Democratic presidential candidate Joe Biden attended the memorial service at the church on Sunday. Late in the service, Biden spoke to the congregation, speaking the names of the victims, Addie Mae Collins, 14, Carol Denise McNair, 11, Carole Robertson, 14, and Cynthia Wesley, 14.
The bombing, perpetrated by members of the Ku Klux Klan, took the lives of four young black girls in 1963.
Biden was joined at the service by U.S. Senator Doug Jones, D-Alabama, who served as the lead prosecutor in convicting two of the klansmen responsible for bombing the historically African-American church. Biden praised Jones, saying Jones “never gave up” on pursuing justice for the young victims.
Biden told the congregation of the church in downtown Birmingham that the same ideology that inspired the church bombing has also fueled more recent attacks, saying the country has not yet relegated racism and white supremacy “to the pages of history.”
“As we all now realize, this violence does not live in the past,” the former vice president said. “The same poisonous ideology that lit the fuse at 16th Street pulled the trigger at Mother Emanuel and unleashed the antisemetic massacre in Pittsburg and Poway. We saw a white supremacist gun down innocent Latino immigrants in an El Paso parking lot with a military style weapon, declaring he would stop ‘the Hispanic invasion of Texas.’”
Karen Baynes-Dunning, interim president of the Southern Poverty Law Center, issued a statement on the anniversary, calling for society to “recommit to carrying the torch for justice” in the wake of recent racially motivated attacks.
“Hate is nothing new,” Baynes-Dunning said in the statement. “We’ve known this for centuries, and many of us have experienced it firsthand. But it is on a rise and we are seeing a surge of white nationalism and racist violence across the country.”
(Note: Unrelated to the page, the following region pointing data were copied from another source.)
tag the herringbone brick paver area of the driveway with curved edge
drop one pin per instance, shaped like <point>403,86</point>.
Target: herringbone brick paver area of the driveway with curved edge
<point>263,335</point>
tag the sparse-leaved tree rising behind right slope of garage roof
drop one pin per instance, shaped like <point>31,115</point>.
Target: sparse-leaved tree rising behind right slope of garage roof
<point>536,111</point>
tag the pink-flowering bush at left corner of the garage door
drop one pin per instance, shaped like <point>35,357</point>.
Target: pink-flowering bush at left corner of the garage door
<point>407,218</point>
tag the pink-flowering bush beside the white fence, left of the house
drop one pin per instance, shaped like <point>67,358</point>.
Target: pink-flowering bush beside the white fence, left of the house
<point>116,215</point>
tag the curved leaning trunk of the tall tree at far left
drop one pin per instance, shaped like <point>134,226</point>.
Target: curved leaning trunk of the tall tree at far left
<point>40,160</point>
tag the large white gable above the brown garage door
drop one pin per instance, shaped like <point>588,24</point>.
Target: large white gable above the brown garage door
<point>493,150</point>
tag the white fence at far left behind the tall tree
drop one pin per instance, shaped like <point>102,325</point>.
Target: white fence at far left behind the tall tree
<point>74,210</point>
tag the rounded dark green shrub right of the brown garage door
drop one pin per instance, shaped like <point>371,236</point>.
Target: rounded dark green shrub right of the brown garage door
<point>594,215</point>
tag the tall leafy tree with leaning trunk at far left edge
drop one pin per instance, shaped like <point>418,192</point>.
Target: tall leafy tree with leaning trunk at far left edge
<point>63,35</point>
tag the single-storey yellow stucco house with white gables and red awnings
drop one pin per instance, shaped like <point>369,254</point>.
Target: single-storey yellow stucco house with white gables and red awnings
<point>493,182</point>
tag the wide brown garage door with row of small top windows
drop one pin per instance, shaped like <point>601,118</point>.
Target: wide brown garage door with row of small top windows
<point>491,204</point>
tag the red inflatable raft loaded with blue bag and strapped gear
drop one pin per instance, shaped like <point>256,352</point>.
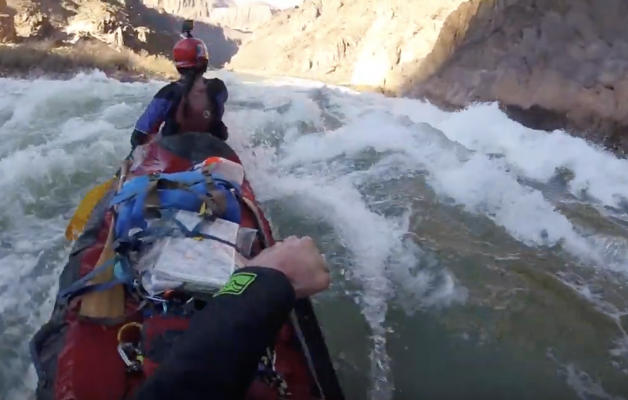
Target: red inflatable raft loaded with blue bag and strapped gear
<point>114,308</point>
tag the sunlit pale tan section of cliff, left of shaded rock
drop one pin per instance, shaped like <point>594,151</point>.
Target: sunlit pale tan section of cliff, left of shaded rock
<point>365,42</point>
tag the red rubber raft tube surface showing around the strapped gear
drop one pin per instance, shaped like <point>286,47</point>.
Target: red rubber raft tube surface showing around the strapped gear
<point>79,358</point>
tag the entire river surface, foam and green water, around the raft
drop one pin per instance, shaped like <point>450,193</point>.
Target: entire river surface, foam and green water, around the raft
<point>472,257</point>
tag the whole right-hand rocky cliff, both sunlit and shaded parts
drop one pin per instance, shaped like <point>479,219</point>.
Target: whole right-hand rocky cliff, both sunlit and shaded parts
<point>550,63</point>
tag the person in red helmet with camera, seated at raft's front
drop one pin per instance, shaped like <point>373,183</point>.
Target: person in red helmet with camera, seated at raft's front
<point>191,104</point>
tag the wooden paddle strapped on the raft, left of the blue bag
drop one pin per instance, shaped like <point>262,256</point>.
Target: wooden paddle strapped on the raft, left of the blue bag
<point>110,303</point>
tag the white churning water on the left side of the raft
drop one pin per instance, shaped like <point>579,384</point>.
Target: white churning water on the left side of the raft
<point>58,139</point>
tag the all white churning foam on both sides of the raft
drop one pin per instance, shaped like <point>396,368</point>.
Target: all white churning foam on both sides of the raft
<point>60,138</point>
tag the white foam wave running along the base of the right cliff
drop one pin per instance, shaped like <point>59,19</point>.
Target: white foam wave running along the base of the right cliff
<point>534,154</point>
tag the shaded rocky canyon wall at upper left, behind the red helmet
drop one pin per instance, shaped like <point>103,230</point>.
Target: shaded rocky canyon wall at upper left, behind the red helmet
<point>119,23</point>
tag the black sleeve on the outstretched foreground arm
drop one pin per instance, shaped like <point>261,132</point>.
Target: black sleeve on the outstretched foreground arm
<point>218,356</point>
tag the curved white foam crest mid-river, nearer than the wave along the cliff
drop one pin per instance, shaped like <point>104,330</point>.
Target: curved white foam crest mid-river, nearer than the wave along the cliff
<point>480,184</point>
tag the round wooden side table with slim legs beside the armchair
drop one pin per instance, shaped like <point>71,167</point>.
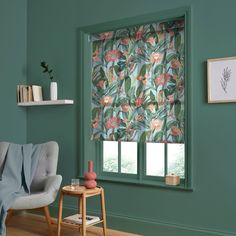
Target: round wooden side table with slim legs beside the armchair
<point>82,193</point>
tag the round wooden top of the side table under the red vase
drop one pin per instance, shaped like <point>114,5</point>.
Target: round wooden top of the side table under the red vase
<point>79,190</point>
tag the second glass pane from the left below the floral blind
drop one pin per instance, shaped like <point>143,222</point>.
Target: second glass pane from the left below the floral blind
<point>129,157</point>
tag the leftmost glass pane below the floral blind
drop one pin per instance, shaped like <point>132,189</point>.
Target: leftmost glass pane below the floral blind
<point>110,156</point>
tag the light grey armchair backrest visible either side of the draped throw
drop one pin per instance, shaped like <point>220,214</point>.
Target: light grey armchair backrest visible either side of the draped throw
<point>47,164</point>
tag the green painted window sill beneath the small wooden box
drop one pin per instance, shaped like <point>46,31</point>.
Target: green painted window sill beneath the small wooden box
<point>148,183</point>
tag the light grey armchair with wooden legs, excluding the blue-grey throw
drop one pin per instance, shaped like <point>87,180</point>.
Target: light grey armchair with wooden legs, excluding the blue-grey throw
<point>45,184</point>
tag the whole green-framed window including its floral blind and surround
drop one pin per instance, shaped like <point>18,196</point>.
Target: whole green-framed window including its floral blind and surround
<point>151,96</point>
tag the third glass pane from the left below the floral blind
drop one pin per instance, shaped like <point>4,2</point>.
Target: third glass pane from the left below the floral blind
<point>155,162</point>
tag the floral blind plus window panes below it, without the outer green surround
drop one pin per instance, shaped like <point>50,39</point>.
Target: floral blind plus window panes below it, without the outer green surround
<point>138,100</point>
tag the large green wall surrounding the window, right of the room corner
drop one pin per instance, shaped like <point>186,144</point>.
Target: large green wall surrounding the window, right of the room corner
<point>210,209</point>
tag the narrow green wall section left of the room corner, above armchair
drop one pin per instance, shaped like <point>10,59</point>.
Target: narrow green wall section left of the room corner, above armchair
<point>13,23</point>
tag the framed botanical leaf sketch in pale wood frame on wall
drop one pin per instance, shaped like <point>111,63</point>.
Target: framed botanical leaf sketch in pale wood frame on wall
<point>221,78</point>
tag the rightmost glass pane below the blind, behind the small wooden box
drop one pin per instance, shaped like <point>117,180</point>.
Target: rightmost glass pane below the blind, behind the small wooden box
<point>176,159</point>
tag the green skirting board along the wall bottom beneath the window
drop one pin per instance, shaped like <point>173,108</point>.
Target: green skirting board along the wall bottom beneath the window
<point>146,227</point>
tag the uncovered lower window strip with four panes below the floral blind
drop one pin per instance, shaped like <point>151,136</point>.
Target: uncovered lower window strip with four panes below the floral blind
<point>160,159</point>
During his speech, Biden called the fight against institutional racism and the rise of white supremacy “a battle for the soul of America,” calling the 16th Street Baptist Church a powerful reminder of “what’s at stake” in fighting against systematic racism, something Biden says white people can never fully understand.
“Those of us that are white try,” Biden said, “but we can never fully, fully understand, no matter how hard we try. We are almost at this next phase of progress in my view. It’s hard, heart wringing work. But there’s almost 330 million Americans. I know there’s nothing we can’t accomplish if we stand together.”